Why this matters to OLS

Linear regression is such an inferential model; we have a number of sources of uncertainty. We represent that uncertainty in the model via the disturbance term, \(\epsilon\).

\(~\)

In order to know things about \(\epsilon\) and other parts of the model, we assume that the disturbances are normally distributed; \(y\) should be normal too.

Normality and Centrality

We rely on stuff being normally distributed, and central tendency being meaningful. The Central Limit Theorem facilitates this.

Central Limit Theorem

Suppose \(n\) random variables - call them \(X_1, X_2 \ldots X_n\). These variables are not identically distributed; some are discrete, some continuous. Each variable, \(X_i\) has mean \(\bar{X_k}\).

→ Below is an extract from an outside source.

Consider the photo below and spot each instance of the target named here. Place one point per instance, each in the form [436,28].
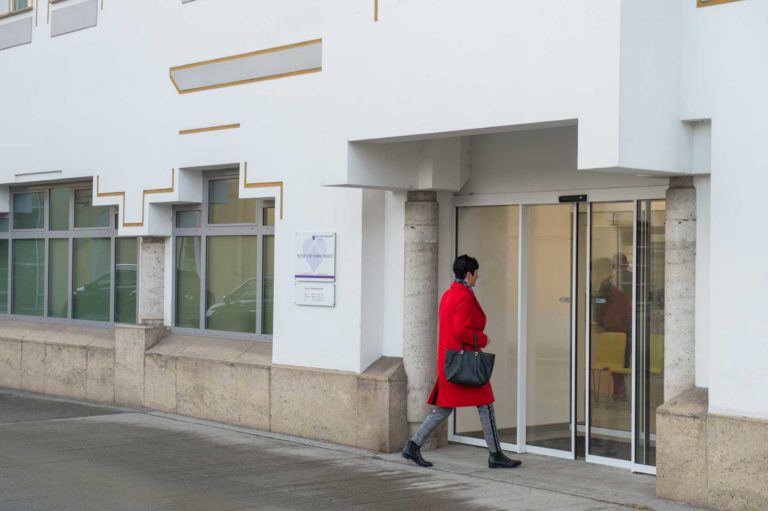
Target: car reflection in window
[91,300]
[236,311]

\[ {\sum\limits_{n \rightarrow \infty} (\bar{X_i})} / {n} \sim N (\mu, \sigma^2) \]

As \(n\) approaches infinity, the distribution of means, \(\bar{X_i}\) is distributed Normal, with mean \(\widetilde{X_i}\). We could accomplish the same thing by repeated sampling of a single variable.

Simulating the Central Limit Theorem

The following app simulates the Central Limit Theorem. You can select a distribution, sample size, and number of simulations. The app will plot the distribution of the means of the samples. You’ll see that, regardless of the distribution the means are drawn from, the distribution of the means is normal as the sample size increases.

CLT - Why is this valuable?

  • If we assume repeated sampling and/or infinitely large samples, we can assume normality.

  • We know the properties of the Normal intimately well. We can use this knowledge to evaluate where some value of \(x\) lies on the Normal CDF, what the probability less than that value is - we can figure out what the probability of observing that value is (on the PDF).

  • As we’ll see, \(\widehat{\beta}\) is normally distributed in the OLS model (it is in MLE as well). The CLT and what we know about normality facilitate inference.

Inference

Inference is our effort to measure and characterize our uncertainty about the model and its parameters.

  • uncertainty is the most important thing we estimate in inferential models.

  • characterizing uncertainty relies on probability theory.